Hey guys, I’m in a really tough situation and I need to vent. My elderly mother has been living with me for several years now and I’ve been taking care of her round-the-clock. I’m starting to feel burned out and I feel like she’s not getting the quality care she needs anymore. I’m considering in-home care or moving her to a long-term care facility but I’m not sure I can afford it.
I totally know how you feel, I was in a similar situation with my Dad a couple of years ago. We were able to get some financial assistance for in-home care through Medicaid. I think they offer long-term care assistance as well. Have you looked into that?
I’ve heard about Medicaid but I’m not entirely sure how it works or if we qualify for it. Can you share more about your experience with it?
I’m going through a similar situation right now with my grandma. We were able to get her on Medicaid and are using it to pay for a part-time in-home caregiver. It’s been a lifesaver for us. It also covers some medical expenses, which we’re grateful for.
That sounds like just what I need. How did you go about applying for Medicaid and determining what kind of care my mother would qualify for?
You can apply for Medicaid online or at your local social services office in Colorado. It’ll require some personal information like income, assets and medical history. I suggest you check out the Colorado Department of Health Care Policy and Financing website for more details.
You can also call your local Area Agency on Aging in Colorado. They offer resources and assistance for older adults, and they can help with information about long-term care services covered by Medicaid.
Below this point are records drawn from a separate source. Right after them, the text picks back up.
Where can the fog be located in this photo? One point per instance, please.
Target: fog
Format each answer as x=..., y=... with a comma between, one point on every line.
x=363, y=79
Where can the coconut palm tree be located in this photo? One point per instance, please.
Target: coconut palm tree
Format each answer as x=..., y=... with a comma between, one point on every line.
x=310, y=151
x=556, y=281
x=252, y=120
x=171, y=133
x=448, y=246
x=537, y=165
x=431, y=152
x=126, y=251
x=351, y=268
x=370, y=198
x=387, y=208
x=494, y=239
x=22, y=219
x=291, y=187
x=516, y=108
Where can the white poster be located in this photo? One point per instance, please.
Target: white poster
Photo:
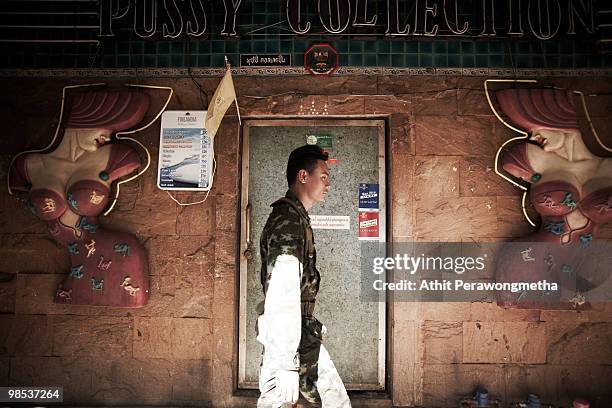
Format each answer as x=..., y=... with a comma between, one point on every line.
x=185, y=152
x=330, y=222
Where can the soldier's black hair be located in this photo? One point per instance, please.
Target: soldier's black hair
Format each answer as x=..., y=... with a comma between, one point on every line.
x=306, y=158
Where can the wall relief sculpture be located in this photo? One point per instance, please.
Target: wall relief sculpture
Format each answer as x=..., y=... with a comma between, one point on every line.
x=568, y=185
x=70, y=184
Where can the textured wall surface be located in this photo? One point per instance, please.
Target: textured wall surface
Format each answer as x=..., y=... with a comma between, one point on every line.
x=180, y=348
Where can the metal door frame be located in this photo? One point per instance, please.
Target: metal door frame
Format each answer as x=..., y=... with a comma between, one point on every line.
x=244, y=226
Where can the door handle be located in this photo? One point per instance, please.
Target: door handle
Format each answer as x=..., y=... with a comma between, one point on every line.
x=248, y=251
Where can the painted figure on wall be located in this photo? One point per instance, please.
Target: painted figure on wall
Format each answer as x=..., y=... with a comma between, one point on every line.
x=570, y=188
x=69, y=188
x=294, y=358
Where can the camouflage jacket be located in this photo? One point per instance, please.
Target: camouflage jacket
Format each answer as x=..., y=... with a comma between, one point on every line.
x=288, y=232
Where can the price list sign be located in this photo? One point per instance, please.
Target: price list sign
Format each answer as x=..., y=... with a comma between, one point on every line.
x=185, y=152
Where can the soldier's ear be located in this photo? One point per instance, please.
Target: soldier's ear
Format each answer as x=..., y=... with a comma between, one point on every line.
x=302, y=176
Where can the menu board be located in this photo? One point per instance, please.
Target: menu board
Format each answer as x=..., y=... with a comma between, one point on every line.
x=185, y=152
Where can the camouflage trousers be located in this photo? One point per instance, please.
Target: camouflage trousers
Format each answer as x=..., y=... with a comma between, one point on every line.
x=319, y=381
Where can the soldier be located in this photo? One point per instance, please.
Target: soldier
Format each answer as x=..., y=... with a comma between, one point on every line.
x=294, y=358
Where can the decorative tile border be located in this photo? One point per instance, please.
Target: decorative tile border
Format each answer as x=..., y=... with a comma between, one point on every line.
x=299, y=71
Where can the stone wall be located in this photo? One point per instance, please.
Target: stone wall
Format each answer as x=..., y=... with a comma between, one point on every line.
x=181, y=348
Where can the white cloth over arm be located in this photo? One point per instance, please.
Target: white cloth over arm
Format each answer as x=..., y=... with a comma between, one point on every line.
x=280, y=326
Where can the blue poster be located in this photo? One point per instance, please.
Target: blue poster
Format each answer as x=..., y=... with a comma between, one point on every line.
x=368, y=196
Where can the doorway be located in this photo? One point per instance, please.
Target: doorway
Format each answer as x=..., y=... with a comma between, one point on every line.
x=356, y=337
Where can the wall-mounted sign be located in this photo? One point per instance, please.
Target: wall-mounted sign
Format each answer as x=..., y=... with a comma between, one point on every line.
x=542, y=19
x=321, y=59
x=368, y=226
x=330, y=222
x=368, y=196
x=265, y=60
x=185, y=152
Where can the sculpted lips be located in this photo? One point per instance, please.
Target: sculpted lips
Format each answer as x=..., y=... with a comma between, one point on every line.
x=539, y=139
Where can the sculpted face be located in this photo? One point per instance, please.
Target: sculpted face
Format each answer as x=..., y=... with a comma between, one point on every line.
x=91, y=139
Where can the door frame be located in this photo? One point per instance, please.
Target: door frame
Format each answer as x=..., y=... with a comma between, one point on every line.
x=383, y=342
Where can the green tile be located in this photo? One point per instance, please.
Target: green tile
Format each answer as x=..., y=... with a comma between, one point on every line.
x=39, y=63
x=384, y=60
x=552, y=47
x=496, y=61
x=177, y=61
x=566, y=61
x=467, y=47
x=440, y=61
x=341, y=45
x=369, y=60
x=137, y=47
x=259, y=19
x=496, y=47
x=231, y=46
x=566, y=47
x=234, y=59
x=273, y=7
x=218, y=47
x=286, y=46
x=245, y=47
x=523, y=47
x=523, y=61
x=581, y=61
x=552, y=61
x=355, y=60
x=411, y=46
x=259, y=47
x=272, y=46
x=356, y=46
x=537, y=61
x=482, y=61
x=150, y=61
x=108, y=61
x=397, y=60
x=163, y=61
x=218, y=60
x=137, y=60
x=150, y=47
x=260, y=7
x=203, y=60
x=454, y=60
x=397, y=46
x=596, y=61
x=123, y=47
x=302, y=45
x=467, y=61
x=204, y=47
x=123, y=61
x=425, y=47
x=383, y=46
x=177, y=48
x=425, y=60
x=440, y=47
x=369, y=46
x=55, y=61
x=481, y=47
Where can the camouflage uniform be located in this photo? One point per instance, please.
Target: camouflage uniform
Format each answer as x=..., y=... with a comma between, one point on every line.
x=288, y=235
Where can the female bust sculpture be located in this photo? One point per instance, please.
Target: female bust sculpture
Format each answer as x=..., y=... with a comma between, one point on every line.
x=571, y=189
x=69, y=188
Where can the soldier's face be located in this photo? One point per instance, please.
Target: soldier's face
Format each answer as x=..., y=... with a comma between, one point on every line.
x=317, y=182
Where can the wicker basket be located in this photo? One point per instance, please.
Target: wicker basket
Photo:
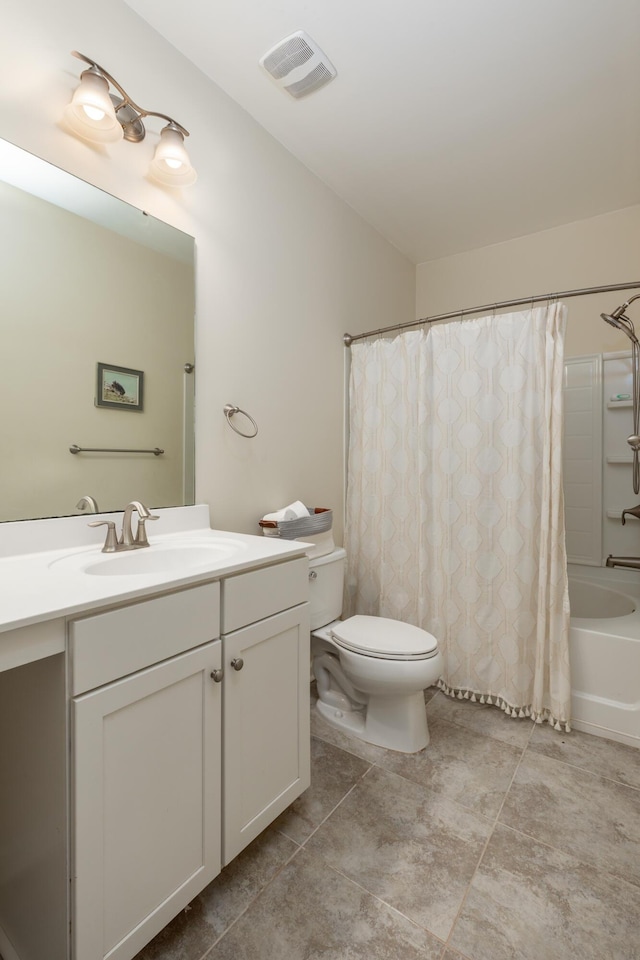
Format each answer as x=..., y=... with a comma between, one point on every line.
x=319, y=521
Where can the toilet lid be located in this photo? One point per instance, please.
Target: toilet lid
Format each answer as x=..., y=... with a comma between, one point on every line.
x=388, y=639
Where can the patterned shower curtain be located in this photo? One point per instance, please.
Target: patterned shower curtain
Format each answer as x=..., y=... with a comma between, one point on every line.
x=455, y=516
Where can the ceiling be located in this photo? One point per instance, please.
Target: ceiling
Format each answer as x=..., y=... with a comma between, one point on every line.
x=451, y=124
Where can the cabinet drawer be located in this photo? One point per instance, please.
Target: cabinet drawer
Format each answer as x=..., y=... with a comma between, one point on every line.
x=114, y=644
x=250, y=597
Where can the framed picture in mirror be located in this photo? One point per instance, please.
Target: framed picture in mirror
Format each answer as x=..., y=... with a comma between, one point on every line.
x=119, y=388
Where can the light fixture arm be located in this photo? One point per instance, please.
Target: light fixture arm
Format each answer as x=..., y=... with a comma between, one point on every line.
x=126, y=99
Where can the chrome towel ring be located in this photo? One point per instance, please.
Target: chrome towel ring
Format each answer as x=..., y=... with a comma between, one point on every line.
x=229, y=410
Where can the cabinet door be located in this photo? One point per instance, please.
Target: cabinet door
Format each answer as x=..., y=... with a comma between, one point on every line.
x=265, y=724
x=145, y=802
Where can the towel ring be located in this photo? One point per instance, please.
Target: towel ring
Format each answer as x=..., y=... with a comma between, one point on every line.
x=229, y=410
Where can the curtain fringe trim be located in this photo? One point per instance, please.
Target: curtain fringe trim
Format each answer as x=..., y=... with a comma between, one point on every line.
x=544, y=716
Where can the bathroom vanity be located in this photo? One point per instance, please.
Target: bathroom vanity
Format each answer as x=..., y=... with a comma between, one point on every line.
x=152, y=723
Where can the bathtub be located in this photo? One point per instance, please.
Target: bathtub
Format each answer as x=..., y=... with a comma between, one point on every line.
x=604, y=644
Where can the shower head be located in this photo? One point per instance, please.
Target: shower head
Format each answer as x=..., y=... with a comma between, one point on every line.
x=620, y=322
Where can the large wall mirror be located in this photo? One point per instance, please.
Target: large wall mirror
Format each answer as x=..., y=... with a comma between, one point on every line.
x=89, y=285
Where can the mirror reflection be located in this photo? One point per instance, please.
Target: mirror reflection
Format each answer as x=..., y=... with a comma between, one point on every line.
x=97, y=327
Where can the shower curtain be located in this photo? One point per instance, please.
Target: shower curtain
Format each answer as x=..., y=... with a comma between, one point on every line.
x=455, y=515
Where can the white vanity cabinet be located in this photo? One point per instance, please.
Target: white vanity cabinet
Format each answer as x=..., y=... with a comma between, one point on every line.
x=265, y=698
x=145, y=768
x=142, y=749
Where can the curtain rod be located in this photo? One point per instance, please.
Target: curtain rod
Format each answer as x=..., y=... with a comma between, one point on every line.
x=586, y=291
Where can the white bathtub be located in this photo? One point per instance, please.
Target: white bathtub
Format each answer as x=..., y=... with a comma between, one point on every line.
x=605, y=652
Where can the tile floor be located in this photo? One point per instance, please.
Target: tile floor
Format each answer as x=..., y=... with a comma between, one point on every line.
x=503, y=840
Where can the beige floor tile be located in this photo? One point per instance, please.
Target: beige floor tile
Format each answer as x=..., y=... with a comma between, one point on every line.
x=310, y=912
x=482, y=718
x=465, y=766
x=333, y=773
x=529, y=902
x=594, y=819
x=617, y=761
x=414, y=849
x=197, y=928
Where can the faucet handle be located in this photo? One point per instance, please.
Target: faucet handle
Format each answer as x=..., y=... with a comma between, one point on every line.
x=111, y=541
x=141, y=531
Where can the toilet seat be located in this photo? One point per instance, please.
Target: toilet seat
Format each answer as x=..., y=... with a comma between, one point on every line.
x=383, y=638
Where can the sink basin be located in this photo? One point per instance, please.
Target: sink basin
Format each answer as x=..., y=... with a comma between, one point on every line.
x=174, y=558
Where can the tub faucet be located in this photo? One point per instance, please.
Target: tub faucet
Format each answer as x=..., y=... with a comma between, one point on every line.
x=632, y=562
x=633, y=511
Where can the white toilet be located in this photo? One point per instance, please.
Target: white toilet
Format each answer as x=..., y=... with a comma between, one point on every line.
x=371, y=672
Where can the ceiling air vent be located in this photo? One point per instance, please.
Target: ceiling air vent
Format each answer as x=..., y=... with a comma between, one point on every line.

Thanks for sharing, I will definitely look into that. I’m also concerned about the quality of care in long-term care facilities especially with all the horror stories you hear in the news. Any tips on finding a good one?
I suggest you do your research and visit multiple facilities before making a decision. Talk to the staff and ask questions about the care your mother will receive. You can also check the facility’s ratings on the state website or Medicare’s Nursing Home Compare website.
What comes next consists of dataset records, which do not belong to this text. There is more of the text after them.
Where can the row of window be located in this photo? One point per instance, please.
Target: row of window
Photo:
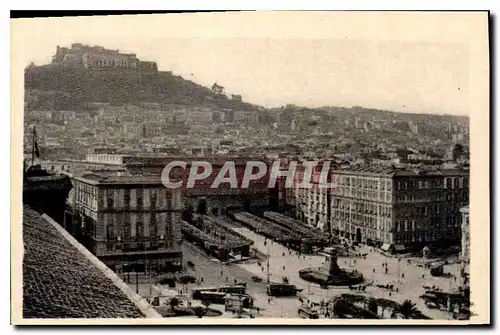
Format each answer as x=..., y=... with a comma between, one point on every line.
x=366, y=183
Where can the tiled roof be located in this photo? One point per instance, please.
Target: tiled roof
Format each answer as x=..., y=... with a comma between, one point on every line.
x=389, y=171
x=61, y=281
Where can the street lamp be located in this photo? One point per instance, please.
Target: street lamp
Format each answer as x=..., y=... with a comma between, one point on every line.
x=399, y=262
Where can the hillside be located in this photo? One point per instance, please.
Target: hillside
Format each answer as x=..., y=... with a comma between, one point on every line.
x=68, y=88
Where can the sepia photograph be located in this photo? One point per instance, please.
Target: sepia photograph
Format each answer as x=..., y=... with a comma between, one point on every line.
x=251, y=168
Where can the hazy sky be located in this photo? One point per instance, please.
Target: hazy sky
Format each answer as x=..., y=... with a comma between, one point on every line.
x=260, y=59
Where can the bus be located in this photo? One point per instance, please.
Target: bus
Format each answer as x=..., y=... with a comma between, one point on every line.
x=238, y=289
x=282, y=290
x=308, y=313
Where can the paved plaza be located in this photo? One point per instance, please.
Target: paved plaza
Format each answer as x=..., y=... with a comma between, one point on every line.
x=410, y=287
x=287, y=263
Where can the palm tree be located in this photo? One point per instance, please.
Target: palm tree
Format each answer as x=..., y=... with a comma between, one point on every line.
x=174, y=302
x=372, y=306
x=386, y=304
x=407, y=309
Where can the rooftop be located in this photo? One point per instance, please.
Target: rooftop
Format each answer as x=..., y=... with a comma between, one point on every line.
x=399, y=172
x=61, y=279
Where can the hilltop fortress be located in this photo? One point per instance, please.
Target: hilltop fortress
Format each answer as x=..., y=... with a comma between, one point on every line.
x=99, y=57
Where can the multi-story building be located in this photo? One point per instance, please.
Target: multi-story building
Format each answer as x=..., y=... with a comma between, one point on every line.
x=129, y=222
x=398, y=208
x=99, y=57
x=465, y=252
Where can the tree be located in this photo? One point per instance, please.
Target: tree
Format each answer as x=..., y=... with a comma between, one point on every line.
x=386, y=304
x=372, y=306
x=174, y=302
x=457, y=151
x=407, y=309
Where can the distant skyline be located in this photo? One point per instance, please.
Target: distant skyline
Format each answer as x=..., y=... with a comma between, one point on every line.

Also, don’t be afraid to ask for references from other families who have placed their loved ones in a facility you’re considering. Personal experiences can be more telling than online reviews.
Those are great tips, thank you. Any other resources or advice you can give me as I navigate this difficult time?
Don’t forget to take care of yourself too. Dealing with a loved one’s health issues can be emotionally and physically draining. Look for local support groups for caregivers or consider speaking with a therapist to help manage your stress.
Keep communication open with your family about what’s going on, and make sure to maintain a good relationship with your mother’s medical team. They can offer you valuable guidance and support.
Thank you both so much for sharing your experiences and advice. I really appreciate the support and I’m going to start looking into Medicaid and other resources for my mother right away.
Hi, I know exactly what you’re going through. My husband and I took my Mom on and cared for her for 2 1/2 years. I love my Mom. She was always my best friend. She was diagnosed with dementia that’s why she moved in with us. She got to a point where she did not knew who I was and she wouldn’t sleep. She took 24/7 care. After months of agonizing over the decision, I had to place her in a residential care home. They take good care of her but not the same kind of care I gave her. I have a tremendous amount of guilt still. It’s been three months and I go see her on a regular basis. My marriage had started to suffer though.
@Alwaysgiving, it sounds like you’re carrying a very heavy load. It’s really hard to balance your own well-being and relationships with taking care of a loved one who’s unwell. Guilt is a common feeling for many caregivers when in this situation but please remember that you’ve done and are still doing your best under very difficult circumstances. Taking care of someone with dementia is incredibly challenging and emotionally draining. Don’t be too hard on yourself. Going to visit her regularly shows your continuous love and commitment. Being a good caregiver also means taking care of yourself and maintaining healthy relationships. Sometimes, seeking professional help ensures the person we love gets the best possible care. You’re not alone, hang in there.
@Alwaysgiving, I echo what @Prideful said. Taking care of a loved one with dementia is a very tough job and the decision to place them in a care home is hard. Please don’t feel any guilt about this. You are doing the best you can and that’s what matters. Remember to take care of yourself too. Joining a local support group may help you feel less alone and they can offer tips and support during this challenging time.